One of the important axes in this regard is the Kurdish issue and their place in Iranian national discourse. Ethnic nationalism and essentialist approaches to history are among the dominant discourses in the country, and they have left their effects in Azerbaijan as well. These effects both enable the formation of ethnicist discourses and create a ground for critique and different reactions. Therefore, conscious reaction or critique of this process is a serious intellectual matter that can help determine Azerbaijan’s identity and social path.
The key point is that the Azerbaijani soul is independent and, at the same time, singular. This soul possesses a specific and independent identity; it manifests itself and carries this identity in every path and condition. Even lacking organization, structure, or specific leadership, it continues to maintain the continuity of identity and social impact through its scattered experiences, actions, and consciousnesses.
After the December events and those two days, this bodiless soul faced a fundamental question: What is Azerbaijan’s task? The answer to this question will take shape not from outside, but from within Azerbaijan and through dialogue between elites and the people. This process requires the creation of serious platforms for dialogue, historical and social analysis, and the exercise of collective self-awareness.
The path ahead: Dialogue and alliance. For the realization of this self-awareness, the effort for dialogue among elites and between elites and the people is essential. These dialogues can help clarify Azerbaijan’s identity, interests, and role within Iran. At the same time, alliance with forces outside Azerbaijan capable of forming alliances, and active participation in the ongoing national dialogue, can prepare the ground for influencing the future destiny of Iran and the region.
In conclusion, although the Azerbaijani soul is bodiless at the level of structure and leadership, through thoughtful and intelligent engagement it can consolidate its social and historical existence and move from scattered passivity and activity towards a meaningful collective action with an independent identity. This synthesis would not only ensure the continuity of regional identity, but could also lead to the establishment of a wise balance between regional interests and national interests; thus preserving both mental and cultural independence and possessing meaningful agency within the framework of contemporary Iran.

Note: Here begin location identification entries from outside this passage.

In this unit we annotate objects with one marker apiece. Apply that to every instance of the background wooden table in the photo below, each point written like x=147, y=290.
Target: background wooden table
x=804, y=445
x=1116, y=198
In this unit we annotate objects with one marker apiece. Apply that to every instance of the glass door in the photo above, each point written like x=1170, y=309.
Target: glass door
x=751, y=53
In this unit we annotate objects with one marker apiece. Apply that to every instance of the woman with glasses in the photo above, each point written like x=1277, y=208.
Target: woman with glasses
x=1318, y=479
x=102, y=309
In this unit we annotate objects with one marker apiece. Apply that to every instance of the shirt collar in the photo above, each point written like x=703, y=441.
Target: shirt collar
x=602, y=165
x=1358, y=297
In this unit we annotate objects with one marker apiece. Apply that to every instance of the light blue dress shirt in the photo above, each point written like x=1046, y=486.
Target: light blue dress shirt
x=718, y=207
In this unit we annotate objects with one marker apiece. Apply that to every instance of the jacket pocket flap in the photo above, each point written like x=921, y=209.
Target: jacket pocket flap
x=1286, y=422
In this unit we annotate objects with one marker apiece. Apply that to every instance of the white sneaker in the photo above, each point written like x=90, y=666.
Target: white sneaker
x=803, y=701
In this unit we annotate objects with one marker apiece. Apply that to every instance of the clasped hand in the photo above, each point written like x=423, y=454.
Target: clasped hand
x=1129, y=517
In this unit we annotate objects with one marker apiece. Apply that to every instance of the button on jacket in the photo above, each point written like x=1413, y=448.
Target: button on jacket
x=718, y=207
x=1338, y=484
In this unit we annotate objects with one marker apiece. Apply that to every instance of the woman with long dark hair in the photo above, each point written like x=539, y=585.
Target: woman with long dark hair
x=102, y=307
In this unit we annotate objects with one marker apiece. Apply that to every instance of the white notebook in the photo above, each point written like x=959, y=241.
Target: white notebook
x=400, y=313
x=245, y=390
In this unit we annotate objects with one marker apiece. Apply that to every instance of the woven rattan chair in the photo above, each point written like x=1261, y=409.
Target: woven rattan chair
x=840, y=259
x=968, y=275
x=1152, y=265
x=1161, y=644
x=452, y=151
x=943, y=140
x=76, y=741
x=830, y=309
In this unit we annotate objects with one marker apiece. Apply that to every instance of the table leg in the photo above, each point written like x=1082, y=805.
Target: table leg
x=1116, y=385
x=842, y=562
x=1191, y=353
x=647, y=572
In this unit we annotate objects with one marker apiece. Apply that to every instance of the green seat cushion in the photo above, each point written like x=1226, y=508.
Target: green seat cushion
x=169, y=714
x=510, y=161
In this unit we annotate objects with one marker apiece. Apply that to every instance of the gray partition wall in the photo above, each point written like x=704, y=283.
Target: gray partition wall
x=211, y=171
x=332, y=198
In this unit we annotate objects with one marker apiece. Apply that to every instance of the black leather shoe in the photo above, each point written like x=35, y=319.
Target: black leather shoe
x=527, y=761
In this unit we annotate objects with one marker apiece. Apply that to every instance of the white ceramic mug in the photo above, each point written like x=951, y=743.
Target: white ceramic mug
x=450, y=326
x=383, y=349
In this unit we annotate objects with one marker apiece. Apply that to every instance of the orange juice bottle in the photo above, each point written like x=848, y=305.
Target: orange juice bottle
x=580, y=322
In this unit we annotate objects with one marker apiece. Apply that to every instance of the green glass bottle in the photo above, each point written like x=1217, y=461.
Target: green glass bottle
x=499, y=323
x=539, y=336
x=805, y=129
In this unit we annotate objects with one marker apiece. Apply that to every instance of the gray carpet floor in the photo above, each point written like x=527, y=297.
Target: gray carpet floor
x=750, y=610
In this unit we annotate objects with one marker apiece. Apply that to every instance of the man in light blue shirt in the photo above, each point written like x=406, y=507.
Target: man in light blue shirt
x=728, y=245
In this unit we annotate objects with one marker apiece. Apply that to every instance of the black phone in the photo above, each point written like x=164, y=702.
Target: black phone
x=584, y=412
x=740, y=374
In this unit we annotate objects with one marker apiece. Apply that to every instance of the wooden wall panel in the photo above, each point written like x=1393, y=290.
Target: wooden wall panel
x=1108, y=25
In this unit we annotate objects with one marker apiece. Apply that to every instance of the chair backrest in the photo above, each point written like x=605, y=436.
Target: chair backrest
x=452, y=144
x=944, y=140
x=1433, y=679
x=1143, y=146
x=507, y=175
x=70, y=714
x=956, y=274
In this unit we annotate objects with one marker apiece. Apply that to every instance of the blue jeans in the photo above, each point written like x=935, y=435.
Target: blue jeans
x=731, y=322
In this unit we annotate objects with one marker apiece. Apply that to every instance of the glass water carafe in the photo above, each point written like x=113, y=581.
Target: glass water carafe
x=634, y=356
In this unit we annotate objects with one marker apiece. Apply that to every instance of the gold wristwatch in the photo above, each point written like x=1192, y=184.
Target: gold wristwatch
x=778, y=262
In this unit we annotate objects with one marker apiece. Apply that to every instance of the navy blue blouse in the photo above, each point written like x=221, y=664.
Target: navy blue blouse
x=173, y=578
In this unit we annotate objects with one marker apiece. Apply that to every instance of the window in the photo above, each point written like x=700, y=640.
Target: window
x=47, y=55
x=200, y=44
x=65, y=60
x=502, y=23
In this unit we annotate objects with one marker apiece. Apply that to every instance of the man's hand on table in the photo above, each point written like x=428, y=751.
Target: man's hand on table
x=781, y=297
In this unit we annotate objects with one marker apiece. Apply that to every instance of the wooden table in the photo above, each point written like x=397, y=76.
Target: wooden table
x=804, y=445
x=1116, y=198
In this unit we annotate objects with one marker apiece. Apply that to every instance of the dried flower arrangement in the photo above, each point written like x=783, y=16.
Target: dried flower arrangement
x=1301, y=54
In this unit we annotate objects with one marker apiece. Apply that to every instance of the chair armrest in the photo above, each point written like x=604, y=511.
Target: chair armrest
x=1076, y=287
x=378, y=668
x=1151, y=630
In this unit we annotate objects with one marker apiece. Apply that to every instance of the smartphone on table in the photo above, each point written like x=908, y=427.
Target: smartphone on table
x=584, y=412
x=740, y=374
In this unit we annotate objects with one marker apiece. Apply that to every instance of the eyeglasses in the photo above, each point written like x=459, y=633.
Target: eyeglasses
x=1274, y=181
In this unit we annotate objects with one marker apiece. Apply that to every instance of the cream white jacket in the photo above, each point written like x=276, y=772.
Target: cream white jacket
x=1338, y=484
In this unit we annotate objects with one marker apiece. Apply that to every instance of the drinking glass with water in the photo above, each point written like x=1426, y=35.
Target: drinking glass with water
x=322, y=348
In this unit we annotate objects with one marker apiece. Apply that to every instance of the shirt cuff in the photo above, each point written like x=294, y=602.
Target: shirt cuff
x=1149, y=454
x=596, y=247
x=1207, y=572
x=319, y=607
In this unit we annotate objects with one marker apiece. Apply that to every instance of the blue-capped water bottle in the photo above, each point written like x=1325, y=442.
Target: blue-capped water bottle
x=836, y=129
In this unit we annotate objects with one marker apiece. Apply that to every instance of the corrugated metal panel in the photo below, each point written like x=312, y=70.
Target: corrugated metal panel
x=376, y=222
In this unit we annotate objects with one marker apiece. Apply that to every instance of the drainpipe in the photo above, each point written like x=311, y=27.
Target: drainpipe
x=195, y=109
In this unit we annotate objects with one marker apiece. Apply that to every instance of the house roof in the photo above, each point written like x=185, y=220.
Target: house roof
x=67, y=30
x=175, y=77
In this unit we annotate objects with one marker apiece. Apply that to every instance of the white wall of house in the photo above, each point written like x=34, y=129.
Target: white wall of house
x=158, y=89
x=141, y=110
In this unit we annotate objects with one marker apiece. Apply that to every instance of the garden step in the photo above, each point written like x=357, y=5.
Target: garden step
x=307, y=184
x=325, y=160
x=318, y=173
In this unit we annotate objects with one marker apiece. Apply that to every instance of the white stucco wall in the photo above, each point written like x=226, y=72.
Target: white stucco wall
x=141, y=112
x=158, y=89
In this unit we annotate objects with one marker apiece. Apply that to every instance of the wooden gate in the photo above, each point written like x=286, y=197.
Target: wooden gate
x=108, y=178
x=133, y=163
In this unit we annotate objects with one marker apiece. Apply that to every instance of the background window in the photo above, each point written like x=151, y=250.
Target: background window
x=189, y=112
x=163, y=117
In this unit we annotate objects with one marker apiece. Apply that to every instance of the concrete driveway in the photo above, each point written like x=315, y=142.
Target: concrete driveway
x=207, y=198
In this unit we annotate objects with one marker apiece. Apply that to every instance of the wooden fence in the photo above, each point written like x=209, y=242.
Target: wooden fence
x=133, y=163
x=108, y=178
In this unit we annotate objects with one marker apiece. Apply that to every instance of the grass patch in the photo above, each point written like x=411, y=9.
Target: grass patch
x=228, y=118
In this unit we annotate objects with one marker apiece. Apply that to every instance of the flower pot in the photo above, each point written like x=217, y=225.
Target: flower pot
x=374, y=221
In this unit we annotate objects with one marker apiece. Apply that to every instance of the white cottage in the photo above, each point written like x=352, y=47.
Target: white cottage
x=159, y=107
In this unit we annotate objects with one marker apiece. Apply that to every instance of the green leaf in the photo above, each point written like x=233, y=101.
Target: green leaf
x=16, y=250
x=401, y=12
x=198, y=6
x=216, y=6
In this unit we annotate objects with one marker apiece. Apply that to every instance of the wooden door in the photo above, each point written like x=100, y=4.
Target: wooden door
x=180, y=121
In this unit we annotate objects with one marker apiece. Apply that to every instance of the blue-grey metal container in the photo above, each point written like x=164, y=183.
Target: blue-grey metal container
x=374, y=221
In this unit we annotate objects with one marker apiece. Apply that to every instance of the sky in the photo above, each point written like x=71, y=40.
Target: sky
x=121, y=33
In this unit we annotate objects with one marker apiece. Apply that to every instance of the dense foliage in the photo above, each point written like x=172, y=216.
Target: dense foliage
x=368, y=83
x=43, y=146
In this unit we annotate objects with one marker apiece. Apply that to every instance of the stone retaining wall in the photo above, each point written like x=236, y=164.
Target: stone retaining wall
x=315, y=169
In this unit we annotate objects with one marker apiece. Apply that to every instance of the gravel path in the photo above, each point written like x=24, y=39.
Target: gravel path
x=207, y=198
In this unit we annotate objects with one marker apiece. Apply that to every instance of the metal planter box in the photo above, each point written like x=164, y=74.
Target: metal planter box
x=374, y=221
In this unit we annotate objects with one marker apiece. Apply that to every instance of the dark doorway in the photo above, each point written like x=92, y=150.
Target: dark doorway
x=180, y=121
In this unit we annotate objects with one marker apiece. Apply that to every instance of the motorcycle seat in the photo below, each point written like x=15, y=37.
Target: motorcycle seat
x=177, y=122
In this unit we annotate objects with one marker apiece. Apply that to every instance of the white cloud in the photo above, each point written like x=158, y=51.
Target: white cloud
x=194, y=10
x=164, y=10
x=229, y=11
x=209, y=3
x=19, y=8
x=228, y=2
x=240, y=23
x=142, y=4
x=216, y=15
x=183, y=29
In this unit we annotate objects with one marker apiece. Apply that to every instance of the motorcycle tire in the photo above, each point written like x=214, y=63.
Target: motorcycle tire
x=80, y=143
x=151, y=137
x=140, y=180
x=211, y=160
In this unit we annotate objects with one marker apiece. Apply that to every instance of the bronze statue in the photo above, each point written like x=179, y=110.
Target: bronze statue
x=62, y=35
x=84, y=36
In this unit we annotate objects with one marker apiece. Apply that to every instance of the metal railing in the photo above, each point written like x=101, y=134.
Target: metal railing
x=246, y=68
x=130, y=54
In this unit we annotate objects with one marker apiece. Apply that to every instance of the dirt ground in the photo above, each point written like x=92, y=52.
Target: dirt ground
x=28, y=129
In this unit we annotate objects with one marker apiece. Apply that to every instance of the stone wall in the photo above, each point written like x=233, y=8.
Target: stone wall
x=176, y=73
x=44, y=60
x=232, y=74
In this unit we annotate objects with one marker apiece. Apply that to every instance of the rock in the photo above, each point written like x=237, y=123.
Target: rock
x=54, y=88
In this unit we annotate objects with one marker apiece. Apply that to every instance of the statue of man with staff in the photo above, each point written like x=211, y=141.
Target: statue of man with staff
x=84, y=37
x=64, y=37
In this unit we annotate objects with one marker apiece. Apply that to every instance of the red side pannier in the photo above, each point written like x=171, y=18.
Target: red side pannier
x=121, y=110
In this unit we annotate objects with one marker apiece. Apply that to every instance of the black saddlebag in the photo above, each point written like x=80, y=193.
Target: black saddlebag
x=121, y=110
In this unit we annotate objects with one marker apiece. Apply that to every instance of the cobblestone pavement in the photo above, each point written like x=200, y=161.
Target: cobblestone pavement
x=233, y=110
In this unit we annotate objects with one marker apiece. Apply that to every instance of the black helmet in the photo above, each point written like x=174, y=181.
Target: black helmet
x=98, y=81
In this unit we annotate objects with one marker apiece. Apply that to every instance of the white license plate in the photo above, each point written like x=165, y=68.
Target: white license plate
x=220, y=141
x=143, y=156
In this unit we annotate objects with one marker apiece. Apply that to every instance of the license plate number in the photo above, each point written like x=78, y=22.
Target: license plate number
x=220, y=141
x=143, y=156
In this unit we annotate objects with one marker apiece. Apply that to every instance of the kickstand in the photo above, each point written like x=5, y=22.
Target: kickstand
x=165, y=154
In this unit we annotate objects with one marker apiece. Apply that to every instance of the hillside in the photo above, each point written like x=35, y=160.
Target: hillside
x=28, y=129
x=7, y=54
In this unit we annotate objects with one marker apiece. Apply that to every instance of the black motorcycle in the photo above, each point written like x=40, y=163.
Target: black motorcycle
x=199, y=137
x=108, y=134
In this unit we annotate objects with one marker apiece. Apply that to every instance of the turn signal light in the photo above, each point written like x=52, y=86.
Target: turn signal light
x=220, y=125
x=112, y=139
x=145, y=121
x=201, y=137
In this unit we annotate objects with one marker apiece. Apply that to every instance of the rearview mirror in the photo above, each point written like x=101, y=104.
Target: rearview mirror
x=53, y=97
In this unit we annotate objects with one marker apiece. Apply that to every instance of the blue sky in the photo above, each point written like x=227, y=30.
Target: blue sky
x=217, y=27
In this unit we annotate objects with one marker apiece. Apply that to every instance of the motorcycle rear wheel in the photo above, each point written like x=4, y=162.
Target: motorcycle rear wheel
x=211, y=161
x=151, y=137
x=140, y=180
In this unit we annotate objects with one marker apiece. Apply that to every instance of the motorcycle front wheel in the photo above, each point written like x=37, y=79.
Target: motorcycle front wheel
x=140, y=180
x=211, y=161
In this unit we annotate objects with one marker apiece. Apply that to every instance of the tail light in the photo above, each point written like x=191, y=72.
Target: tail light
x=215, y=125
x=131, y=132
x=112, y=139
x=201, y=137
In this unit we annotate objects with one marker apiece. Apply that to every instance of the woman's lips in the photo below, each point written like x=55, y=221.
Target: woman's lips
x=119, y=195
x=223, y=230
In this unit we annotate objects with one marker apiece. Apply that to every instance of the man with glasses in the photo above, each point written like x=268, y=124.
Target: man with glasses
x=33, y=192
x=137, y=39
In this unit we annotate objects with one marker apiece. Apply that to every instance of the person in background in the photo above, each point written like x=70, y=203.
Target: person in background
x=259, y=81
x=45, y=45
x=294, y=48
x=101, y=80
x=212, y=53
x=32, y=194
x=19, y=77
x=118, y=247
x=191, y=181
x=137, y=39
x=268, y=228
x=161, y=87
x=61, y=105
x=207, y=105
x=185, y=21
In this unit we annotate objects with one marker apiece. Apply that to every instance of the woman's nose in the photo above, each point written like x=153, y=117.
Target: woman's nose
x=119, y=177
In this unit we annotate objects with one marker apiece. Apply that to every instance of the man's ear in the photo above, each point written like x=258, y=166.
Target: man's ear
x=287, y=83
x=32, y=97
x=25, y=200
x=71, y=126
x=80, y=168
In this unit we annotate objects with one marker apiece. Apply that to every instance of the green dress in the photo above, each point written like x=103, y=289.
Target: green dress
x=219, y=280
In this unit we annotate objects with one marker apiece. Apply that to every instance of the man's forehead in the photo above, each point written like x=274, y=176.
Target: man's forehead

Given Iran’s current situation, Azerbaijan occupies a position akin to an antithesis. If stability is the thesis, collapse is the antithesis. The synthesis, in any case, will be a new state of stability that also contains collapse within it. However, the previous thesis was a situation between hyper-centralist nationalism and Kurdish military nationalism. Resolving these difficulties is not easy. What is meant by “resistance” is to preserve existence and maintain strength until synthesis is achieved. Azerbaijan might pay a low cost in the first stage of collapse, but could pay a high cost in a possible subsequent stage, for example in an American scenario. Ascension and reaching a lasting synthesis come through the path of resistance. For this reason, avoiding excitement, cautious and temporary cooperation with anti-violence movements at critical moments, deepening intellectual and cultural activities, and building alliances could be the key indicators of resistance. Through this alliance and resistance, Azerbaijan will not be victimized in the event of collapse, will pay a lower cost, and will enter the synthesis stage more prepared.